The project in Case Study 2 involved working with three non-profits of different sizes. They partnered to learn if and how they could use internal already-generated data to create added value, particularly around showing their organisations’ direct and wider social impacts and, on the other hand, to improve organisational effectiveness.

Case Study 3 illustrates how seven organisations, including non-profits and a bank, worked together to find out if and how they could use their internal data, plus open data, to find out more about their community. They brought data together to generate geospatially visualised data layers describing community resilience, including layers about social connection, financial wellbeing, homelessness and housing, and demand for social services. The case highlights some of the potential and challenges in sharing data amongst organisations.

Table 2.1 summarises the case studies including an overview of the topic and nature of the collaboration, datasets used, analyses and visualisations and key learnings.

Table 2.1 Summary data projects case comparison

At the end of this chapter, we compare some aspects across the cases, mainly considering what was learned as this informs the themes about building capability and collaboration that are extended in Chap. 3.

Case Study 1: Outcomes of Family Violence Policy—A Public Sector Collaboration

Project Goal

Explore the value of novel datasets to inform the State Government of Victoria, Australia, about changes to the public conversation after it introduced new policies to address family violence.

Project Description

The Victorian Government produced new family violence prevention policies in 2017 in response to a Royal Commission investigation (2015–2016). Alongside recommendations for public and community sector reform, the government produced a framework of outcome indicators. These tended to reflect aspirations for change and were considered difficult to measure, particularly those related to improved awareness, understanding and attitudes about family violence in the community. Some of the outcomes were complicated to assess; for example, while the policy sought a “reduction in all family violence behaviours” (State Government of Victoria, n.d., p. 6), family violence incident reporting rose, possibly because people were more comfortable with coming forward and were supported to do so with better services. Simply measuring changes in crime statistics, therefore, gave potentially misleading results.

We worked with government and government agency partners to target outcomes relating to changes in public discussion. We assessed changes by analysing: (a) the public consultation submissions that informed the new policy (to establish a baseline of core family violence issues) collected in 2015 and (b) public discussion through social media data (Twitter) and news media reporting to understand how the public conversation changed in response to public policy during 2014–2018.

Collaborating Partners

The project was instigated by the Victorian Department of Premier and Cabinet (DPC). The DPC leads the whole of Victoria state government policy and performance, coordinating activities to help the government achieve its strategic objectives.

Other partners that collaborated on this project were:

  • Women Victoria, a state government department promoting gender equality and women’s leadership.

  • Respect Victoria, an agency funded by but independent of state government, dedicated to the primary prevention of all forms of family violence and violence against women.

  • Family Violence Branch at the Department of Premier and Cabinet, Victorian Government.

  • Family Safety Victoria, the Victorian Government agency leading the implementation of family violence reforms.

  • Business Insights Unit at the Department of Premier and Cabinet, Victorian Government.
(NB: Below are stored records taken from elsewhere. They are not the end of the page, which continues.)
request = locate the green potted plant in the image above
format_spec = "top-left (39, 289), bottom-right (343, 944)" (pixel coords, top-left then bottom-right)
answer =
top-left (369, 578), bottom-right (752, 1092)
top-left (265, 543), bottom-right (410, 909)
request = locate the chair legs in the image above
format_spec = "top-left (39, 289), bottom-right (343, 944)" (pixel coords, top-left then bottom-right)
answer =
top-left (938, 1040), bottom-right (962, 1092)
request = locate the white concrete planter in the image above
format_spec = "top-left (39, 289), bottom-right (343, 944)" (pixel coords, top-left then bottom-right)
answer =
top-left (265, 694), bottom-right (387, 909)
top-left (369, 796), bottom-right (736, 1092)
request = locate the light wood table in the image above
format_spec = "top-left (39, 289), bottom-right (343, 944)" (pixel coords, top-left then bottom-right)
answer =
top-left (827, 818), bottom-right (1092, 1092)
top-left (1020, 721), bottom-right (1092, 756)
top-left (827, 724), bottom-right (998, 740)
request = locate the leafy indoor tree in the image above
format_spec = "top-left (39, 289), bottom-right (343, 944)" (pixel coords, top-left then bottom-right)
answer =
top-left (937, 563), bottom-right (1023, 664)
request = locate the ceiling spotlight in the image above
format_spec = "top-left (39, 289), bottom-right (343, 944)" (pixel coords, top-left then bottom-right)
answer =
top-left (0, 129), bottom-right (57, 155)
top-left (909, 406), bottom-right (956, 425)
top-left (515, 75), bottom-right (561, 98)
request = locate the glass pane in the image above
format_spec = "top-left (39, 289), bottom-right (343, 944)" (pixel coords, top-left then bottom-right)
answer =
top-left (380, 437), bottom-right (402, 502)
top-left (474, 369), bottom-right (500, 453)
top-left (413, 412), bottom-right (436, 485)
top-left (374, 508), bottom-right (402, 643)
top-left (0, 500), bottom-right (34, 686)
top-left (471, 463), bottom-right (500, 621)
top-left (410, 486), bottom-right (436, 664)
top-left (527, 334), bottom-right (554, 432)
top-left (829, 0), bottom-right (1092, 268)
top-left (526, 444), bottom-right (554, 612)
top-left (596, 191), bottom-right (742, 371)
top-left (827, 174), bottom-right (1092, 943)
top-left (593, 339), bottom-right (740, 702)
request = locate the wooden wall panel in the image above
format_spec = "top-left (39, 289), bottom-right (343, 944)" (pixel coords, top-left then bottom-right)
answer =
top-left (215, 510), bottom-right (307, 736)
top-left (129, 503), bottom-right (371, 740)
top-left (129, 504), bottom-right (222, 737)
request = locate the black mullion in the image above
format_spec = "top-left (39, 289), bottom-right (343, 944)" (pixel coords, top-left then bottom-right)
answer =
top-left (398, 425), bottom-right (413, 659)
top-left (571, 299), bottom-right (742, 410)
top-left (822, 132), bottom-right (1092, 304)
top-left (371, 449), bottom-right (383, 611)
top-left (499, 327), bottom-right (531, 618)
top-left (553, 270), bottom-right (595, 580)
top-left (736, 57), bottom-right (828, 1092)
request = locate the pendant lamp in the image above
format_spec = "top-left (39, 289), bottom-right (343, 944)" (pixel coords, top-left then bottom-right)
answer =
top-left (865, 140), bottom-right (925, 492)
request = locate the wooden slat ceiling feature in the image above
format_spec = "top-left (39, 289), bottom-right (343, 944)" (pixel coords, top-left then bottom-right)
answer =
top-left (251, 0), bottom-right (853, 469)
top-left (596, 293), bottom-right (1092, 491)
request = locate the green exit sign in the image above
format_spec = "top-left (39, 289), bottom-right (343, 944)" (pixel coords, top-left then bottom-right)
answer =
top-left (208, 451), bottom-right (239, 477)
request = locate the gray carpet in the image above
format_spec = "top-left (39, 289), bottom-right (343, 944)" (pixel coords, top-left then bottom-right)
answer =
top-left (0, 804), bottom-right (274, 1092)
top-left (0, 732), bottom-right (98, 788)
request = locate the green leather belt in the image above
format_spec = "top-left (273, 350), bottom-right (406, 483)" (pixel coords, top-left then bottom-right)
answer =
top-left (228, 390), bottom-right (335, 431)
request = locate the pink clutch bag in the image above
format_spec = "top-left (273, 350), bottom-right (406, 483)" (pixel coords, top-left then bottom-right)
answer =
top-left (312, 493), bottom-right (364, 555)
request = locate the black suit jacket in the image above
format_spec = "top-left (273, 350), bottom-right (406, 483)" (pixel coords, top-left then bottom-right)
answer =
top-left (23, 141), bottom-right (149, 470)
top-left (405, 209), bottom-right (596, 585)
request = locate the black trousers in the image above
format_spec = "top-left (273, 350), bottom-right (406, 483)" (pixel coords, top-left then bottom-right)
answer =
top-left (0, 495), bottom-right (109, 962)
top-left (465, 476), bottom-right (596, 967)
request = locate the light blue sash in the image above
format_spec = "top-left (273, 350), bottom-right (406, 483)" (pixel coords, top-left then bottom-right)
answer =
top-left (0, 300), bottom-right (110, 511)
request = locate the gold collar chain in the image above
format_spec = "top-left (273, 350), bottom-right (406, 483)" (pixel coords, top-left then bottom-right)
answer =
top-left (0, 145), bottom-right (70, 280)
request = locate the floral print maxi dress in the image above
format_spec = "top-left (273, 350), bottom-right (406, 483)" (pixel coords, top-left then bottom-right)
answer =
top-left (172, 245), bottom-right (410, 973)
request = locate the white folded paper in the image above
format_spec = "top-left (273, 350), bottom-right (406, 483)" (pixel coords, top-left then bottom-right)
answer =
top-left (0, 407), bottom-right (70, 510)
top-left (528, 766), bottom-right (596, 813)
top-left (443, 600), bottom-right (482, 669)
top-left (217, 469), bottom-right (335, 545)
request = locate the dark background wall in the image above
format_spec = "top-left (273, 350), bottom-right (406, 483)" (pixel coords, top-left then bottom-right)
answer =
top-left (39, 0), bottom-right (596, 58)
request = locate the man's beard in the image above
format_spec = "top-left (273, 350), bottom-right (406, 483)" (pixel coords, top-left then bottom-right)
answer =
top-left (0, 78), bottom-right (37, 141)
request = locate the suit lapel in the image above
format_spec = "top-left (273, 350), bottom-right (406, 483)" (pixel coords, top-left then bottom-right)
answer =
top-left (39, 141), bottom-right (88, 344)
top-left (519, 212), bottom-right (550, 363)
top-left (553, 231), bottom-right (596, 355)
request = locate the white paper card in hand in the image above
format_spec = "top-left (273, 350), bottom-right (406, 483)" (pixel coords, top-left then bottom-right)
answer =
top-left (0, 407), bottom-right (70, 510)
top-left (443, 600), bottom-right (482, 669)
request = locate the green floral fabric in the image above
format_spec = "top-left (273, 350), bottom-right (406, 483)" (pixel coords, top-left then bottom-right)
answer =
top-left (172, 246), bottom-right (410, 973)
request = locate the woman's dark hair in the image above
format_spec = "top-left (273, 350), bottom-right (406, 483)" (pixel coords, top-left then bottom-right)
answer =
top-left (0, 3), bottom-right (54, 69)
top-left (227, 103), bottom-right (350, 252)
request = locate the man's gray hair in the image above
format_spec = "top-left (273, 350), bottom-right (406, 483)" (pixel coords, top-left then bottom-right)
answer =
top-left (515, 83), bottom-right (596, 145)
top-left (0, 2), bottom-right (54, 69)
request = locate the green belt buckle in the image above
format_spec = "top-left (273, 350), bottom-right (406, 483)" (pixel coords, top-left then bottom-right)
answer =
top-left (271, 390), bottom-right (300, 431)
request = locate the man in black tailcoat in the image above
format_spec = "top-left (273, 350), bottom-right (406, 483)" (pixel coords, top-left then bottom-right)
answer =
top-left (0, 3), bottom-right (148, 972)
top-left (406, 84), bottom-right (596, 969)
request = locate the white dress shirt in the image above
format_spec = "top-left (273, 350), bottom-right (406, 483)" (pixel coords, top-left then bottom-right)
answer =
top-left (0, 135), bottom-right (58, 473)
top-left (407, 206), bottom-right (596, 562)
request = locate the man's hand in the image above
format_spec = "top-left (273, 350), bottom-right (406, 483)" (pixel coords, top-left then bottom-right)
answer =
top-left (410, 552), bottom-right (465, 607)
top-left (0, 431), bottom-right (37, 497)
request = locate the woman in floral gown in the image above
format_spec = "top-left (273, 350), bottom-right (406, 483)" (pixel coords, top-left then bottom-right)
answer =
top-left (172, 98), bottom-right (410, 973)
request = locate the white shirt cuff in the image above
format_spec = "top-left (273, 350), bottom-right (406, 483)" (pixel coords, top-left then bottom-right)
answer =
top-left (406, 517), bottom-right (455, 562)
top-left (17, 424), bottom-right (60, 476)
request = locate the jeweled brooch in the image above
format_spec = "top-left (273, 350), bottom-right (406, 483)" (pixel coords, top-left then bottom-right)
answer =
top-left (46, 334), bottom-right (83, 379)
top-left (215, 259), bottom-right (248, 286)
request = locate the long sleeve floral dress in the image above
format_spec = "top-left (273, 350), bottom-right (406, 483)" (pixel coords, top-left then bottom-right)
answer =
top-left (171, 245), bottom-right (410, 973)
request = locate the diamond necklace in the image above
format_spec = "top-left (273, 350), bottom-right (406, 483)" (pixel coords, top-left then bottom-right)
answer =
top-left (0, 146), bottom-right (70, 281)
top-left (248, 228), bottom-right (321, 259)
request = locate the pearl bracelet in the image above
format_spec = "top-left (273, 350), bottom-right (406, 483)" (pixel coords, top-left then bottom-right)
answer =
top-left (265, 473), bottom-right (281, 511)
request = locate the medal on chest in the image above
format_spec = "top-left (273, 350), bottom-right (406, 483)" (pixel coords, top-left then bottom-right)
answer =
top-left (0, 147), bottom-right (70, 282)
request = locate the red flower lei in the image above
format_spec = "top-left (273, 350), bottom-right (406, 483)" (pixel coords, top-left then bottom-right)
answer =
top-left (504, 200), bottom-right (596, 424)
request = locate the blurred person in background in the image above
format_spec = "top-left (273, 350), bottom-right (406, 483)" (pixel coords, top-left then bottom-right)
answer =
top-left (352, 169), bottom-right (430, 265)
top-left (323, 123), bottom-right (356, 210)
  • Social Data Analytics Lab at Swinburne University of Technology.

How the Project Began

The project started with discussions with the DPC in mid-2018 about the feasibility of re-using external data sources to inform outcomes. This was an exploratory project and, as a first step, our DPC partners spent several months identifying a suitable topic and group of stakeholders. Criteria for selection were as follows: that it should be a non-controversial topic area; there should be pre-existing good relationships between relevant agencies and departments; and stakeholders were open to novel data analytics. The DPC had its own Business Insights Unit that analysed data, so these staff were involved with the aim of complementing, not replicating, the work they were already doing. Initial workshops were held involving our multi-disciplinary university researcher team and partner staff, and this led to identifying data sources and likely useful types of analysis.

Summary of Datasets Used

Data sources (see Table 2.2) were selected to provide insights into public discussions about family violence over the five-year study period, allowing comparisons year by year.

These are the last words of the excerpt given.